The public information officer of the hospital (in typical guarded double speak) released a vague and confusing statement that read: “the dimensions of the only available donor heart” and conveniently never disclosed the donor heart was that of a chimpanzee. The Associated Press then broadcast the story which began with, “Surgeons took the heart of a dead man, revived it and transplanted it into the chest of a man dying of heart failure today”. This forced the hand of the Mississippi Medical Center to release the more accurate details. On 25 Jan., the New York Times printed: “Chimpanzee Heart Used in Transplant to Human”. James Hardy, recalling these events years later stated, “The publicity, the outcry and criticism were enormous. Public media reporters seemed to come out of the woodwork. We hunkered down and waited it out”.

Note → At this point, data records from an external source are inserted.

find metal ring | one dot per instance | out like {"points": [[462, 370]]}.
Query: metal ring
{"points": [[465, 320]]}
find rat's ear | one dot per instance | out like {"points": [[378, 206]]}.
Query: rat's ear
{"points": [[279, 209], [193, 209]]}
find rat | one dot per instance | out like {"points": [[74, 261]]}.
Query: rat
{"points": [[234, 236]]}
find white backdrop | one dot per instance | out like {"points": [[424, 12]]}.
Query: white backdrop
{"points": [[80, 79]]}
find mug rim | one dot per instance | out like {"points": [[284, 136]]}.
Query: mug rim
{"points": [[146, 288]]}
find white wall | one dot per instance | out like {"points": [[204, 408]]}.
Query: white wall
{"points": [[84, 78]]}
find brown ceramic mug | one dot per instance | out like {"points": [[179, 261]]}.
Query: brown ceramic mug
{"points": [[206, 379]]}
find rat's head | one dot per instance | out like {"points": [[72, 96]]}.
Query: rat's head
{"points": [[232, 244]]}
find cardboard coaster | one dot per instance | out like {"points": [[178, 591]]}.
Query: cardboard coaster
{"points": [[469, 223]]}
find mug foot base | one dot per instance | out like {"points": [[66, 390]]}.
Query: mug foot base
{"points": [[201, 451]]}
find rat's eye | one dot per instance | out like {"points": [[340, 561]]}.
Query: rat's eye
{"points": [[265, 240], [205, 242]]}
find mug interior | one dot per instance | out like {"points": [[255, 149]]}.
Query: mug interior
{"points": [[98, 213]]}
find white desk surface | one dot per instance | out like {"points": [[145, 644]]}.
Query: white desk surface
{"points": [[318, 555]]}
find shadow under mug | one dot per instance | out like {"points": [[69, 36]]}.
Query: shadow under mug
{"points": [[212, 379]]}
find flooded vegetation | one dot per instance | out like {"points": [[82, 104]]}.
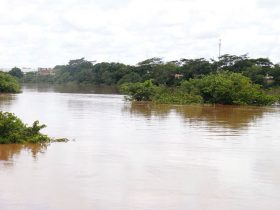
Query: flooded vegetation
{"points": [[140, 155]]}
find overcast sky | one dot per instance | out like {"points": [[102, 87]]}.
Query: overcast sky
{"points": [[44, 33]]}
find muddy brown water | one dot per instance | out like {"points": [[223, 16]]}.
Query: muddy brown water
{"points": [[125, 156]]}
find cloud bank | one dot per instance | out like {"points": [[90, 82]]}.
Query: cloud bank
{"points": [[48, 32]]}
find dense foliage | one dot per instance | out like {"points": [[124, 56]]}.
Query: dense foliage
{"points": [[202, 80], [261, 71], [8, 84], [147, 91], [220, 88], [13, 131], [227, 88], [16, 72]]}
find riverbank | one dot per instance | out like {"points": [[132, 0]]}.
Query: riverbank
{"points": [[14, 131], [221, 88]]}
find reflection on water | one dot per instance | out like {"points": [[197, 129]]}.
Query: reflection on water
{"points": [[140, 155], [7, 152], [233, 117]]}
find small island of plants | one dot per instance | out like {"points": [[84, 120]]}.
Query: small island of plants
{"points": [[219, 88], [14, 131]]}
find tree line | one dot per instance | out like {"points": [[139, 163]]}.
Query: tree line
{"points": [[261, 71]]}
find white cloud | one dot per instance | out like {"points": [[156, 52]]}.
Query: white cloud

Hardy, prior to the transplant, had made plans to attend the Sixth International Transplantation Conference in New York City several weeks later. James Hardy was introduced by Dr. Willem Kolff, the pioneer inventor of the dialysis machine and dialysis filtering membrane coil. Toward the end of the introduction Kolff turned to Hardy and flippantly stated, “In Mississippi they keep chimpanzees in one cage and the Negroes in another cage, don’t they, Dr. Hardy.” Author Donald McRae wrote that the impact of this offhand remark on an already unsympathetic audience was profound, especially since the audience knew that Kolff had lived through the Nazi occupation of Holland. Kolff later stated that he was merely joking in an effort to lighten the mood. When Willem “Pim” Kolff discussed the event with this author many years later while he was head of University of Utah’s Division of Artificial Organs, I still detected an introspective reflection of regret and remorse. Unkind or unscripted derogatory comments were anathema to Willem Kolff.
James Hardy later wrote, “For one of the few times in my professional career, I was taken aback and did poorly. The audience was palpably hostile, there was not a single hand of applause thereafter. Much later Hardy wrote, “I had noted that when one loses his academic post, for whatever reason, he is not likely to get another one of comparable significance. I decided to wait until Norman Shumway and his group (at Stanford) transplanted a heart in man”.
After a hiatus of more than three and a half years, Norman Shumway’s fellow resident at University of Minnesota under Dr. Lillehei’s cardiac service, performed the first human-to-human heart transplant. Christiaan Barnard in South Africa on 3 December 1967, operated on Louis Washkansky…who survived for 18 days.